History & Background
The Republic of Guyana, formerly British Guiana, lies between Suriname and Venezuela on the northern coast of South America. Brazil lies on the southern border. More than 90 percent of Guyana's population of almost 800,000 people occupy an arable coastal range 40 miles wide. Guyana's ethnic mixture and educational system are the result of the country's colonial economy. Early plantation owners brought in African slaves. When slavery was abolished in 1838, indentured workers became the main source of cheap labor. The largest number came from India, and their descendants now comprise nearly half the population. Afro-Guyanese make up a third of the population, and the remainder consists of Amerindians, Asians, and Europeans. Nonetheless, Guyana's official language is English.
Public schools, operated by religious organizations, began to appear in the early 1800s. Elementary schools flourished under the direction of the London Missionary Society, and in 1876 primary education became compulsory for children aged 6 to 14. Textbooks were prepared in the United Kingdom favoring continental history and literature. All the examinations were given in Great Britain. Technical education was not available. Trades were learned solely from an apprenticeship to a journeyman. Until the University of Guyana was established in 1963, those seeking higher education had to attend universities abroad.
The educational system underwent major reform in 1961, when the government assumed control of the schools and established the Ministry of Education. Gaining independence in 1966, the country inherited a well-established educational system, but its curricula and educational aims were patterned after the British system. The government introduced changes to align the schools with the country's political goals, ethnic blend, and economic needs. In 1976, private education was abolished and education became free from nursery school through the university. Anyone, no matter their income, could attend school. The Constitution of 1980 guaranteed everyone the right to continuous education and training. Those attending high school would choose between academic, academic and technical, and vocational high schools. The government also established trade schools, which offered job training in such fields as engineering and construction.

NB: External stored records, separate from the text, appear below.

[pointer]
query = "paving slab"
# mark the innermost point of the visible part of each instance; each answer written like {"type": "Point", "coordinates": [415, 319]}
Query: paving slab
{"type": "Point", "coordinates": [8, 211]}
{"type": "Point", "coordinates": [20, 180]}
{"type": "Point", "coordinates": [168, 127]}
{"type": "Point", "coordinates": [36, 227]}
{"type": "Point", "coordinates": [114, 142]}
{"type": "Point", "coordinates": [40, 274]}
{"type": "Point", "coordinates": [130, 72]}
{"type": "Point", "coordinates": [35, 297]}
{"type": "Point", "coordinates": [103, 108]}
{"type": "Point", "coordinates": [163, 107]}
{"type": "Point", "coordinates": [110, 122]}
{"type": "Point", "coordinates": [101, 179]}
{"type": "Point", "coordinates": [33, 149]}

With these improvements in place, the literacy rate rose above 95 percent, but conditions in the schools were far from ideal. In the 1970s, schools became overcrowded, and teachers who resisted government efforts to make all teachers teach loyalty to the government and its socialist objectives were fired. Truancy and illiteracy increased. As teachers departed and conditions deteriorated in the schools, scores on the Caribbean-wide examinations vastly dropped.
Guyana's economic troubles in the 1980s, combined with the government's commitment to finance free public education, led to underfunding of the schools. The quality of education declined even further. The school structures were neglected, educational materials became scarce or nonexistent, and equipment deteriorated. Teachers' salaries were poor, and as supply budgets dwindled, so did the number of trained teachers, many of whom sought positions out of the country to escape political oppression and job insecurity. In 1989, the government introduced an Economic Recovery Program, turning from a state-controlled, socialist economy toward a free-market system. By 1999, improvement in education was among the government's top priorities of the government. Teachers' salaries have been raised and new schools are being built, reflecting an upturn in the country's struggling school system.